Another name for the white layers is velamen. These layers absorb water and nutrients.

The outer surface of Orchids also protects the roots from heat loss and moisture loss.

 

Fir Bark

Fir bark is a common ingredient in potting mixes. They can be found in three different types such as fine, medium, and thick.

The finer the fir bark chips are, the more moisture they hold, and these are more suitable for young Orchids.

Corse fir bark dries out more quickly, but it allows more air to flow through it. Epiphytes are mostly well adapted to fir bark and other tree barks, which is why it is a popular choice.

 

New Zealand Sphagnum Moss

Orchids that are not used to drying out, such as Moth Orchid, like to be kept in soil that retains moisture. The majority of the terrestrial Orchids grow in sphagnum moss.

But air plants will grow on limbs covered with moss or rocks over with moss. However, moss is known to have acidic PH, which is not favored by many Orchids as it breaks down the potting mix.

 

Coconut Husks

Coconut husks are similar to fir bark, but they hold more moisture and break down a lot slower.

 

Perlite

Sponge rock and perlite are good for water retention and providing good aeration.

 

Fine and Medium Mix for Orchids

 

Fine mix

A fine mix works well for plants that are smaller in size. Young Orchids and Orchids with small roots prefer to remain damp.

To create a fine mix, use four parts redwood bark, one-part fine charcoal, and one part small-grade aliflor.

 

Medium mix

The medium mix can be created when you are not sure what type of soil mix is best for your plant.
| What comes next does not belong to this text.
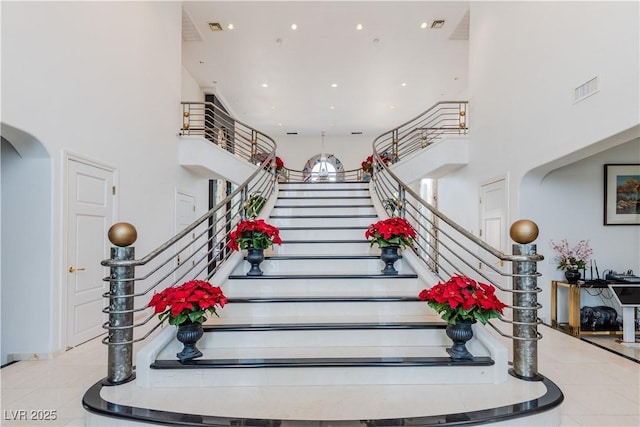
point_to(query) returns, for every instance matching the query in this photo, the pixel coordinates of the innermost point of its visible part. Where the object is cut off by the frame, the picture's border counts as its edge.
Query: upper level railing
(207, 120)
(445, 118)
(197, 252)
This sort of mix is mostly used for mature Orchids, Cattleyas, and Phalaenopsis.

To create a medium mix, you need to use four parts medium coconut husk chunks, one part charcoal, and one-part medium grade aliflor.

 

Frequently Asked Questions about Orchids and Potting Mix

 

Can regular potting mix be used for Orchids?

Some Orchids such as Cymbidiums do fine in regular potting mix, but not all of them can thrive in regular potting mix.

 

Can Orchids grow without soil?

The majority of Orchids are epiphytes, which means that they grow on other plants instead of soil.